Norberto já tirava os sapatos dela, entregando-os para a enfermeira. 

- Você me espera, Márcia? Acho que eu vou ali com esse casal...
- Você os conhece? Sabe onde vai?
- Conheço, claro! Meus amigos, oras. Você quer ir com a gente?
- Não. Eu não gosto de areia. Suja meus pés.
- Eu gosto, já volto, tá? Não se pré-ocupe.

A nossa velhinha ficou de pé, sozinha, descalça, no calçadão ainda. 

Norberto, num átimo, pegou-a no colo - tal como um noivo pega a noiva, ao entrar em casa. A velhinha sorriu, e estalou um beijo na bochecha do nosso amigo, que fechou os olhos e suspirou. 
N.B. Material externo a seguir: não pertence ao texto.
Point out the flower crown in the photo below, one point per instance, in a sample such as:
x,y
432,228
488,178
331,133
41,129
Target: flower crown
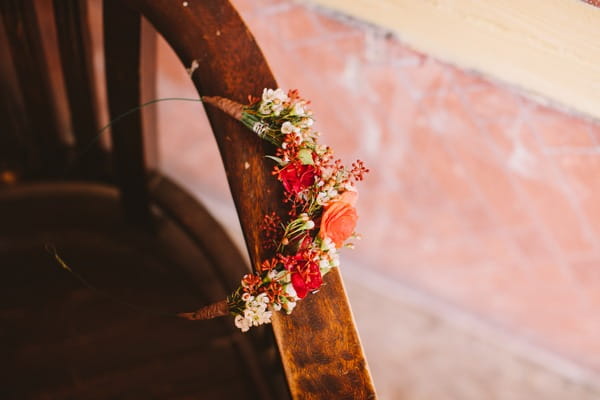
x,y
320,194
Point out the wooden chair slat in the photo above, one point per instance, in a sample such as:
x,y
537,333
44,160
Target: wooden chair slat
x,y
122,60
12,140
231,65
45,154
74,42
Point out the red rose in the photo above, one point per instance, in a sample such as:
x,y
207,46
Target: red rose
x,y
305,278
339,219
296,177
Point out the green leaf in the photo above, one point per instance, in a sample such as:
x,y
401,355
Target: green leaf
x,y
305,157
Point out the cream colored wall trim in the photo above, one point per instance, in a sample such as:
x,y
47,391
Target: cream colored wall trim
x,y
549,48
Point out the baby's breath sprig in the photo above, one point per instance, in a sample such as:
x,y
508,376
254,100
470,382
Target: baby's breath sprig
x,y
320,194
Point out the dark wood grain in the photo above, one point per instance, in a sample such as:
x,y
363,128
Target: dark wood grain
x,y
44,154
64,341
231,65
75,50
122,60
Só Norberto era nomeado. Nem eu nem a velhinha nos apresentamos. Não precisava. 

Passamos, pela areia quente, vagarosa e silenciosamente. O mar, cada vez mais próximo aos olhos da nossa velhinha. A água estava calma e muito gelada. 

Norberto estava só de sunga e, pelo caminho, eu fui me despindo, e guardando meu vestido e chinelo na minha bolsa. Avistei onde estava a cadeira do Berto, próximo ao mar, e deixei minhas coisas próximas às suas. 

Na beiradinha do mar, Berto pousou a velhinha, com cuidado, na areia. Continuou, no entanto, segurando as mãos dela. 

Fiz sinal para ele, e ele soltou as mãos dela, passando para trás dela (junto comigo), segurando-a pela cintura - a gente não sabia se ela podia perder o equilíbrio. A personagem principal da cena era a velhinha contemplativa com o mar. Não podíamos ficar na sua frente.

Ela olhou para trás, nos sorriu - um sorriso desses sapecas, maliciosos, que só boas velhinhas são capazes de dar. No silêncio, entendemos tudo: eu, do lado direito; Norberto, do lado esquerdo. Mãos dadas. 

Entramos, os três, andando, sentindo o solo arenoso nos pés, mar adentro. Até enfiarmos, os três, a cabeça nas ondas, sem medo. 

No silêncio, podíamos ouvir a velhinha sorrir e agradecer, emocionada, pelo melhor presente de aniversário que poderíamos dar a ela.

Ela - nem nós - nem sabia, mas aquele era seu aniversário de um ano. E era ali, no mar, que ela podia renascer.